His lack of match conditioning almost saw him substituted at Windsor Park, but that idea disappeared as soon as Richard Guzmics put the visitors in front after a dreadful handling error from Michael McGovern.

"Kyle gives the squad belief and there's no greater testament to that than what we saw here," said Northern Ireland boss Michael O'Neill, whose side remain top of Group F with two games to play.

"We were taking Kyle off at 0-0 but by the time we were ready to make the change it was 1-0 and it suddenly changed.

"Kyle hasn't played a single minute of club football this season, or in pre-season, and he was really struggling.

"We just felt he couldn't give us any more. But the thing about taking off Kyle is you're taking off your talisman.

"If I'm the opposition manager I'm happy to see Kyle going off so we didn't want to give them that hope or satisfaction.

"At 1-0 it was essential to keep him on the pitch. He treaded water for the last 20-25 minutes but he was there at the right time."

Hungary now need to win their two remaining matches to deny Northern Ireland a top-two finish, while one more victory is enough for the boys in green.

Lafferty, though, will miss next month's clash with Greece after picking up his third booking of the campaign.

Conor McLaughlin suffered the same fate but O'Neill is pondering an appeal over Chris Baird's red card after the Derby captain was cautioned for two separate tackles in the same passage of play.

"In my whole time in football I've never seen a player booked twice in that situation.

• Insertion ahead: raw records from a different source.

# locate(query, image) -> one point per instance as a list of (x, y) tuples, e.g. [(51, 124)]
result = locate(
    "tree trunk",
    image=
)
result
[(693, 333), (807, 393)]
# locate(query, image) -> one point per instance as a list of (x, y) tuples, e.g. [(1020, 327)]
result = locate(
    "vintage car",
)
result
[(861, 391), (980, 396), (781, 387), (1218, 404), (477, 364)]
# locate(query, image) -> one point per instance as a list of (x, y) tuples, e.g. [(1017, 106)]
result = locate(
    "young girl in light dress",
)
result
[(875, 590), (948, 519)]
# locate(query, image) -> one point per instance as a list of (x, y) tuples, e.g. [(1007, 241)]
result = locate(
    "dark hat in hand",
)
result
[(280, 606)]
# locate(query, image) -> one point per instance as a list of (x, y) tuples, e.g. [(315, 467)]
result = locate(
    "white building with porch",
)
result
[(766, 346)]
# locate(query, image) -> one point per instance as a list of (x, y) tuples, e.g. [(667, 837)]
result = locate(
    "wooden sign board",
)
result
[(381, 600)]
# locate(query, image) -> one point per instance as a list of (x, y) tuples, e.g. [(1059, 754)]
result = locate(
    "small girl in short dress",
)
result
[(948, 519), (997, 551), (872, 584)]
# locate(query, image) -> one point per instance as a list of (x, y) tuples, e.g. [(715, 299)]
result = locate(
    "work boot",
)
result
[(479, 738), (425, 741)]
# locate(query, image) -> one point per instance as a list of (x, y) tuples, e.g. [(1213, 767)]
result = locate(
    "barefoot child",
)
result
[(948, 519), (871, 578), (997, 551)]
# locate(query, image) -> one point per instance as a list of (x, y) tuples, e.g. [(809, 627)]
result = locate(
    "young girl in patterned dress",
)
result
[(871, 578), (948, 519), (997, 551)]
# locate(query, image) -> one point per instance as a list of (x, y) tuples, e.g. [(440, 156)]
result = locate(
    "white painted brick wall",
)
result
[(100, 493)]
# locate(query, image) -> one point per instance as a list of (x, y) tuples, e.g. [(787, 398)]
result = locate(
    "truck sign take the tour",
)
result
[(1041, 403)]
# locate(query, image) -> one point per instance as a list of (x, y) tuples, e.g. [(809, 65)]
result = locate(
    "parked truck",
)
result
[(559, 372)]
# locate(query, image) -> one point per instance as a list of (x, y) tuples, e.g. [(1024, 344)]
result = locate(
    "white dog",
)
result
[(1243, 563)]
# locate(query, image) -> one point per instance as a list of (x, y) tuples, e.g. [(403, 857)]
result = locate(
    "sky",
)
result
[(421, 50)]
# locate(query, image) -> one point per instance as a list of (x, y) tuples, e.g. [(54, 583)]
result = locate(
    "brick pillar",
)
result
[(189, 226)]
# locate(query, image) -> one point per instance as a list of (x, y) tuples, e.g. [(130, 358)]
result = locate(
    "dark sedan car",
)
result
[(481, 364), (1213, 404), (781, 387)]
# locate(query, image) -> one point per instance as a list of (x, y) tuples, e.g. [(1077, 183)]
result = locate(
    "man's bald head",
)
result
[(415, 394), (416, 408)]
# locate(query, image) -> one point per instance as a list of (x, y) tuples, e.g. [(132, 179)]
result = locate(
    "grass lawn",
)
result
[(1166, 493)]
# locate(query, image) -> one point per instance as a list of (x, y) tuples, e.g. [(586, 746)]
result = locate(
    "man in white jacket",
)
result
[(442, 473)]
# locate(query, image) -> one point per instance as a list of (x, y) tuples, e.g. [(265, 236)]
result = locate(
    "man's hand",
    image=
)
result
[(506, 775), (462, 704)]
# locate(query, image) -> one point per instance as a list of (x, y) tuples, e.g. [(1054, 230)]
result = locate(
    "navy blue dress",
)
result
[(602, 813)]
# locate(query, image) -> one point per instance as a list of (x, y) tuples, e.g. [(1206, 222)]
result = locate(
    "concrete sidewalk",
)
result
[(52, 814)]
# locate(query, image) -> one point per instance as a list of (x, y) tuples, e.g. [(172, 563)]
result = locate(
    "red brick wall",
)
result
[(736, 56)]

We'll have to look at that very closely," he said.

"There's no doubt he should be booked for the second tackle but if he knows he's being booked for the first he won't make the next tackle.

"I can't pretend I know the rules well enough to say if it's legitimate or not but I think it's a very, very harsh decision.

"For a player to be sent off like that could have cost us a place at the finals."